For five years after, Dimitri lives, as he puts it, like “a walking corpse”. Faerghus is easily conquered, and Dimitri is imprisoned, only to be set free when Dedue apparently sacrifices himself. (Make sure you did Dedue’s sidequest in Part 1, or he actually does die!) As a fugitive presumed dead, Dimitri wanders the continent wantonly slaughtering Imperial soldiers. Sure, he gets a dope eyepatch out of it, but the carnage does nothing to ease his broken soul. This leads to an undignified death in Claude’s route, where he leads his army into a massacre and is killed offscreen pursuing Edelgard. In his own route, Dimitri reunites with Byleth and the rest of the Blue Lion house, but it’s still not enough to bring him out of his violent stupor. In his darkest moment, he almost tortures a captured Imperial general to death before Byleth is forced to intervene.
One of the few people who can get through to Dimitri at this time is his father’s old friend Rodrigue, who gives the boar prince the legendary spear Areadbhar. With their leadership, the Kingdom takes back their old lands. But life isn’t done tormenting Dimitri just yet: that Imperial general had a kid sister. She shows up out of nowhere and tries to stab him, but Rodrigue steps in and sacrifices himself for his king. Honestly, the way this plays out feels contrived, but it still tugs at your heartstrings. Dimitri finally realizes that his revenge quest has not only destroyed his life, but the lives of others as well. In his dying words, Rodrigue tells Dimitri not to feel guilty the deaths of his family.

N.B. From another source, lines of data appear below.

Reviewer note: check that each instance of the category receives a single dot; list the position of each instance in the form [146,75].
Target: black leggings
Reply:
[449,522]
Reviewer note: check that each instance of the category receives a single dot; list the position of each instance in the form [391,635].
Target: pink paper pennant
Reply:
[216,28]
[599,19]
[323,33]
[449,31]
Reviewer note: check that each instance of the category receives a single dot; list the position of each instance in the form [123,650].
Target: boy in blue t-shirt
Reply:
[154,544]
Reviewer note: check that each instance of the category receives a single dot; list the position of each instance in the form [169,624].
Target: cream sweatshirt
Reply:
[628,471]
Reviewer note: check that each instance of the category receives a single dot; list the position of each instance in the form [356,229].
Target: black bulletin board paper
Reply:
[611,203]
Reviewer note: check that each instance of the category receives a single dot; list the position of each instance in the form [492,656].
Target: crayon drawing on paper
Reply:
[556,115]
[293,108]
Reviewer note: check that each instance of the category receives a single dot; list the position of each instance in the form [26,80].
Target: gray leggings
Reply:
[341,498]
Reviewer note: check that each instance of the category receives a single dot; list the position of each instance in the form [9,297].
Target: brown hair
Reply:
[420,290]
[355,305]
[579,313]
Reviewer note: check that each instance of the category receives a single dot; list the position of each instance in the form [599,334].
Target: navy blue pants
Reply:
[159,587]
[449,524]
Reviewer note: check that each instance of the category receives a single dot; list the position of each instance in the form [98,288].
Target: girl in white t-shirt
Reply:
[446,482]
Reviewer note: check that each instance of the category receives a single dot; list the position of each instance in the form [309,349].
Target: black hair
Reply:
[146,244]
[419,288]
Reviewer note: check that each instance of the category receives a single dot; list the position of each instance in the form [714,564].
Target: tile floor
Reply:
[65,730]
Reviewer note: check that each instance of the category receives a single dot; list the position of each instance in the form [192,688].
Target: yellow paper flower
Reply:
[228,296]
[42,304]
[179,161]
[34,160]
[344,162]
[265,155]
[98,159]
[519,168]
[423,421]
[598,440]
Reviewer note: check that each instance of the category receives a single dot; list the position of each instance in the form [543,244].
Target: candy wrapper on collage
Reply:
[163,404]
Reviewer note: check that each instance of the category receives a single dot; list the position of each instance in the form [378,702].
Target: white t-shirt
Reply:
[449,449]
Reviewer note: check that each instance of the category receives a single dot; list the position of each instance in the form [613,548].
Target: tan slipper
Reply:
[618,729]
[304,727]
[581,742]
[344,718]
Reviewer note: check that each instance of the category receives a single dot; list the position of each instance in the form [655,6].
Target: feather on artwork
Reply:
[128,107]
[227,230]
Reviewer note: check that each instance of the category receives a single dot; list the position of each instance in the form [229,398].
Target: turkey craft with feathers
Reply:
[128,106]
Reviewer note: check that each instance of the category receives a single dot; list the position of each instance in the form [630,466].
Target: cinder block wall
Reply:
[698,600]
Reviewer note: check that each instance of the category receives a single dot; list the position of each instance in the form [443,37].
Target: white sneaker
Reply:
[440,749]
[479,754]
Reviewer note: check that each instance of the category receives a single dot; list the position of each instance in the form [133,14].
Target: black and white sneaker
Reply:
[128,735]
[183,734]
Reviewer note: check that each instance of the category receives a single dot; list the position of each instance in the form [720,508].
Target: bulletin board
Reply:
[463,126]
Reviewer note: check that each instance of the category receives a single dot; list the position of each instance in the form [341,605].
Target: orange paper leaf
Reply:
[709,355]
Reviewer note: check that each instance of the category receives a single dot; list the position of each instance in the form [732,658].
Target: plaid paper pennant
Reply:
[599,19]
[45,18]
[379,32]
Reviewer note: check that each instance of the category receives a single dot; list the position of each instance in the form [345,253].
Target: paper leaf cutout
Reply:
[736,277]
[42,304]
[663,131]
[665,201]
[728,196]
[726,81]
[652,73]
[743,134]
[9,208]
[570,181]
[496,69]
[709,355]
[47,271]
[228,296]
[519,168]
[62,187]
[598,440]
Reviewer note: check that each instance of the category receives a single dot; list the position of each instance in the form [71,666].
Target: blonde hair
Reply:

They didn’t die because of him. They died for what they believed in, and Dimitri should live for the same.
The next scene is my favorite in the whole game. Dimitri is beside himself with grief, having lost the will to carry on. He asks Byleth what they would do in his place, and what he still has to live for. Byleth simply offers their hand and tells Dimitri to live what he believes in. And in that moment, something in Dimitri changes inside. He remembers the ideals he fought for long ago, and returns to his people as the new King of Faerghus.
It’s easy to say Dimitri goes back to normal after this, but really, there never was a “normal” for him. He still hears the voices of the dead, and probably always will. But now, Dimitri feels at peace with them, and with himself. He has Byleth, Dedue, and the rest of the Blue Lions to rely on for support, and he even offers to make peace with Edelgard. Tragically, it’s too little, too late. She uses forbidden ancient magic to transform herself in a demon, in a desperate attempt to kill Dimitri once and for all. But the Kingdom wins in the end, and Dimitri gives the defeated queen one more chance to surrender peacefully. Edelgard’s response is to throw her dagger at Dimitri – the same one he gave her when they were kids, all those years ago – to force him to kill her and end the war once and for all. Both of them cut their own path in life, but only one could ever see it through to the end.
Dimitri comes full circle, from a kind-hearted yet naive young man, to a cynical, bloodthirsty antihero, to an older, wiser, more ideal king. His character arc deals with many issues: the corrosive futility of revenge, the problems with an overly black-and-white worldview, and the pain and stigma of mental illness. But it ultimately offers a message of hope, that even a bitter and broken man can turn himself around and become the hero he was always meant to be. Edelgard’s route is about challenging corrupt institutions, and Claude’s is about destroying the social and cultural walls that divide us. But Dimitri’s route is more personal, and it’s message is that no one has to carry the weight of the world alone.